Summary:
When someone runs --changed-only mode, there is a risk of corrupting the results
for future analyses. The problem is that changed-only mode does not analyze the callers of changed
procedures. If a subsequent analysis relies on the specs of one of these callers, they will be stale
and may give the wrong results. To be concrete, let's say we know `Parent.foo()` calls `Child.bar()` and we do the following rounds of analysis:
Analysis round 1: Analyze all files, including `Parent` and `Child`
Analysis round 2: Analyze `Child.bar()` only with `--changed-only flag`. `Parent.foo()` is now stale.
Analysis round 3: Add procedure `Parent.baz()` that calls `Parent.foo()`, analyze in (any) incremental mode.
The analysis will only analyze `Parent.baz()`. However, the specs for `Parent.foo()` are stale and may give us bad results for `Parent.baz()`. We want the analysis to re-analyze `Parent.baz()`, but before this diff it will not.

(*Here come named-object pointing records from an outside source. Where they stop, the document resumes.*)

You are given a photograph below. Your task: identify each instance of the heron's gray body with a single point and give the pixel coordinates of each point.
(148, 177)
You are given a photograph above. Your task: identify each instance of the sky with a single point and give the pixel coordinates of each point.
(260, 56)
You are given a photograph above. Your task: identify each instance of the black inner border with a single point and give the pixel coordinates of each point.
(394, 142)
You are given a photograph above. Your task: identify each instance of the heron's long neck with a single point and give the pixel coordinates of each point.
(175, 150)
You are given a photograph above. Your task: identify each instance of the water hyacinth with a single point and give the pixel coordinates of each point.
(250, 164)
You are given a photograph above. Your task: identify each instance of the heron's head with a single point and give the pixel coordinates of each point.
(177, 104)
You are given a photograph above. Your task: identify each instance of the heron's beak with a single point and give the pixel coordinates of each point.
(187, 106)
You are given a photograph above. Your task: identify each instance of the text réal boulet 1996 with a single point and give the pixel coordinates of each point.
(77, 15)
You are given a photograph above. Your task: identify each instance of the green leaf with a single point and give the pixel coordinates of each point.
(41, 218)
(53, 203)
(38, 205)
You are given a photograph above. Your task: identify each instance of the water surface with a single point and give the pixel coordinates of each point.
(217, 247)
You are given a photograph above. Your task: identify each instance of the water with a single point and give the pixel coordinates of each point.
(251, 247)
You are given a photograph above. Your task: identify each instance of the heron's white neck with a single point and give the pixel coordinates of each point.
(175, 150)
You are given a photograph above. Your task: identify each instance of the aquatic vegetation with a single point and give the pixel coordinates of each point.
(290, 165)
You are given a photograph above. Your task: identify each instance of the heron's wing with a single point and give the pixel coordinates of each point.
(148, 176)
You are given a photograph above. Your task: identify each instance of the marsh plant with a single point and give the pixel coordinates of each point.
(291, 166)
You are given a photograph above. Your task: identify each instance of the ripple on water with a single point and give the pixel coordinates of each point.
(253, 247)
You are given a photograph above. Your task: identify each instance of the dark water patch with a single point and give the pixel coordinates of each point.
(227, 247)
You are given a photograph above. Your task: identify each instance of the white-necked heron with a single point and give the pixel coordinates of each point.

This diff fixes this problem by adding a `STALE` status bit to procedure summaries. In `--changed-only` mode,
the callers of a changed procedures are not re-analyzed, but their summaries are marked as stale. For both
`--changed-only` and regular incremental mode, callees of changed procedures that are marked as stale are
re-analyzed even if they have not changed. This is better than a more obvious solution like deleting stale
procedure summaries, since that would force the next analysis to re-analyze all stale procedures even if it
does not need the results for whatever analysis it is doing. This scheme implemented in this diff ensures
that each analysis only does the work that it needs to compute reliable results for its changed procedures.